治安を維持し、民間人が安全に退去するためには、
物理的な抑止力を敗戦側の軍事・行政機関も維持する責任があり(根本博や占守島的な…)、
それを維持できなかった場合はその責任『も』問われる、というのには別に異論はありませんが、やはり勃発した暴行略奪性犯罪その他は、それぞれの加害側にも責任が問えるかと思います。「その時の支配権は、混乱や内戦で残念ながら確立せず及ばなかったので、その後の独立政権等々は責任を負わない」という主張はそれぞれ個別に見て当てはまるものも当てはまらないものもあるかと思います。もちろんそれが戦後の協定や条約などで、一括して清算されるなら法的には終わりますが、たとえば言論や表現物の責任として
【被害者の反動的な暴虐を加害者が記述する時に先の加害を記述する】は必須的な記述となるが、
【加害者への反動的な暴虐を後に記述】は必須ではなくなる
というルールは言えないと思います。そして反転、ひっくり返して「両方とも必須である」ともやはり思いません。

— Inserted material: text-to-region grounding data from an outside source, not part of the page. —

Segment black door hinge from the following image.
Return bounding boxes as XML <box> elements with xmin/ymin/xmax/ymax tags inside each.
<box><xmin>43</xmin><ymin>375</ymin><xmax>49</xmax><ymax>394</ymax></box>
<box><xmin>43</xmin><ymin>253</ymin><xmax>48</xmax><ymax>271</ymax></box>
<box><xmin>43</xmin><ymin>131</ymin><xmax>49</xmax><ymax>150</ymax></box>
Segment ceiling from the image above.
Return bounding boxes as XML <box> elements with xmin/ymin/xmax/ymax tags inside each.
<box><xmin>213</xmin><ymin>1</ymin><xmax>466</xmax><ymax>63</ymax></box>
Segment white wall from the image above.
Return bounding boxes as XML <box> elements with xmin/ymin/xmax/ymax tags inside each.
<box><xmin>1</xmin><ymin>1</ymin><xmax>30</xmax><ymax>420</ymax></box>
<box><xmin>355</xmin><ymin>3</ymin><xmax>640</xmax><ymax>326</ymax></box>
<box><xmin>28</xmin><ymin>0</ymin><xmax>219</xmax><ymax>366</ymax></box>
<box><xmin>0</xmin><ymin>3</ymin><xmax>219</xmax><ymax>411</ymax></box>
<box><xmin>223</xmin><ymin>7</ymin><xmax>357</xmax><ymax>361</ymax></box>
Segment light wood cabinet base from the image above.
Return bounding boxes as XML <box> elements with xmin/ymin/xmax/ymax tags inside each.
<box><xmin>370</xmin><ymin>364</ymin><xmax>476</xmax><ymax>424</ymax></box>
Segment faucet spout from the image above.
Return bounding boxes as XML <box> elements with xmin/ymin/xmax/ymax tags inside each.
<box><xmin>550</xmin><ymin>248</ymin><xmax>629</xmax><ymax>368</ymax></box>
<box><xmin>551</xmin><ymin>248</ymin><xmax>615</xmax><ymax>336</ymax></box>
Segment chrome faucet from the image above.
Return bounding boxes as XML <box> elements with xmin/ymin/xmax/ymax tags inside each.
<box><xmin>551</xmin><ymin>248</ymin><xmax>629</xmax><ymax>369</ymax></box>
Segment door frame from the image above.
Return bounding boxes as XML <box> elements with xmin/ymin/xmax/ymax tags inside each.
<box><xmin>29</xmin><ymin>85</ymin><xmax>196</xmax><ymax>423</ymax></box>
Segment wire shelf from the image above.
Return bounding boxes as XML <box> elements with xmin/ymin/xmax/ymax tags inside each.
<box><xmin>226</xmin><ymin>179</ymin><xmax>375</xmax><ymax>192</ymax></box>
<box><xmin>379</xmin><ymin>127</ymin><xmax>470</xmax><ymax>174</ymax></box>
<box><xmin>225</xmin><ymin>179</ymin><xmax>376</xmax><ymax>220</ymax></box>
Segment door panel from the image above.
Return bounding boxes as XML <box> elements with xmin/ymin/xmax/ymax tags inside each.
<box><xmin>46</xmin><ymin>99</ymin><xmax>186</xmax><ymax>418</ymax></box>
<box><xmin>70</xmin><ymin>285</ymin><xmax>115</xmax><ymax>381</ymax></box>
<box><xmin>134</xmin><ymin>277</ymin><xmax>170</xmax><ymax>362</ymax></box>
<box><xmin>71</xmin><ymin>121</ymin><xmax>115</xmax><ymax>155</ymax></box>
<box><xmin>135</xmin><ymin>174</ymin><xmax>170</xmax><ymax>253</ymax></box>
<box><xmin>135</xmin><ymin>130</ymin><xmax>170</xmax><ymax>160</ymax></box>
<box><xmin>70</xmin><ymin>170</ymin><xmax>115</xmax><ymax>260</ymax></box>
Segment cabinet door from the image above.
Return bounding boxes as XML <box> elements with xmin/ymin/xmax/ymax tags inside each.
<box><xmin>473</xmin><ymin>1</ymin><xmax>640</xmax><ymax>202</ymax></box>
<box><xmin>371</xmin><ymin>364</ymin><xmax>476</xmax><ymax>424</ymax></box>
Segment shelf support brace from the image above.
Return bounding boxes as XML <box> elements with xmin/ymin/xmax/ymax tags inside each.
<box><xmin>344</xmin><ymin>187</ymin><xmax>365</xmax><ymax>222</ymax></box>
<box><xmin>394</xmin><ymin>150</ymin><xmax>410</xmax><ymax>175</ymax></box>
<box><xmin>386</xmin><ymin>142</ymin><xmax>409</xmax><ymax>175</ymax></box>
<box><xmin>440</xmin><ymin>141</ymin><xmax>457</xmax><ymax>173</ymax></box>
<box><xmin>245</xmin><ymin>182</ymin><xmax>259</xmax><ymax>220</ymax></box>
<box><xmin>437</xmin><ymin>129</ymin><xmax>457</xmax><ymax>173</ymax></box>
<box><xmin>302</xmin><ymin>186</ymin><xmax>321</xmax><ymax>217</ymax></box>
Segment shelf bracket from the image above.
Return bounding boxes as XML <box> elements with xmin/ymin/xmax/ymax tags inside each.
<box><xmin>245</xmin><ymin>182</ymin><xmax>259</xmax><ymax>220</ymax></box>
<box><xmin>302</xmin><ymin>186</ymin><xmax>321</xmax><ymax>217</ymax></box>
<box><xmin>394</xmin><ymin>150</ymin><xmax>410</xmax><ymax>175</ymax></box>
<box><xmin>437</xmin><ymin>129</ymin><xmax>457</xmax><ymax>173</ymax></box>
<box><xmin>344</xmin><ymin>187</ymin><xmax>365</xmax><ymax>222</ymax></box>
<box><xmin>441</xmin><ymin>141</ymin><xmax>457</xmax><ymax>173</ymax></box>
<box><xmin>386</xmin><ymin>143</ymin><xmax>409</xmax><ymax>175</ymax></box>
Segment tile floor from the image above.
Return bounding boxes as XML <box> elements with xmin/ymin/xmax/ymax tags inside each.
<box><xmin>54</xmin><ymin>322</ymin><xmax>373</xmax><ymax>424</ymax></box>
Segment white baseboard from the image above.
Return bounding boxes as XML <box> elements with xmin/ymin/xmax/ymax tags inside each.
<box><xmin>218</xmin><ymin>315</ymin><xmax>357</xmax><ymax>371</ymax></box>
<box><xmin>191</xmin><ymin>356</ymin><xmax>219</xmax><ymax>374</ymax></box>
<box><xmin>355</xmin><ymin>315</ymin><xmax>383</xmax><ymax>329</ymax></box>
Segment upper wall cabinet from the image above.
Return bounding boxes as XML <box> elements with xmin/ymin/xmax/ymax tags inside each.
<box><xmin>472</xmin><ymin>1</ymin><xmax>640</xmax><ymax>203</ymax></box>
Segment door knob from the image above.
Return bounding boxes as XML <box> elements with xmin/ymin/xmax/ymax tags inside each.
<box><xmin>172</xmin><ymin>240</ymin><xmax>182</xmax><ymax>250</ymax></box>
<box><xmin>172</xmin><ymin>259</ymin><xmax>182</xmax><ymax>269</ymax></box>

「どちらも、別に必須の記述というわけではない(一方で入れても勿論いい)」が、一番自然なのだと思うのです。
>はっきりいって、その写真では「不当な被害者」に見えません。女性がなぜ禿頭になったのか写真単体ではわかりません。
そうですか、確かに自分も完全に予備知識無しにこの写真を見たわけではありません。まったく知識が無い人に、この写真を見せたらどうなるのかなあ。
逆に、「この写真に過不足なきキャプションを付けてみよ」となったらどうなりますかね。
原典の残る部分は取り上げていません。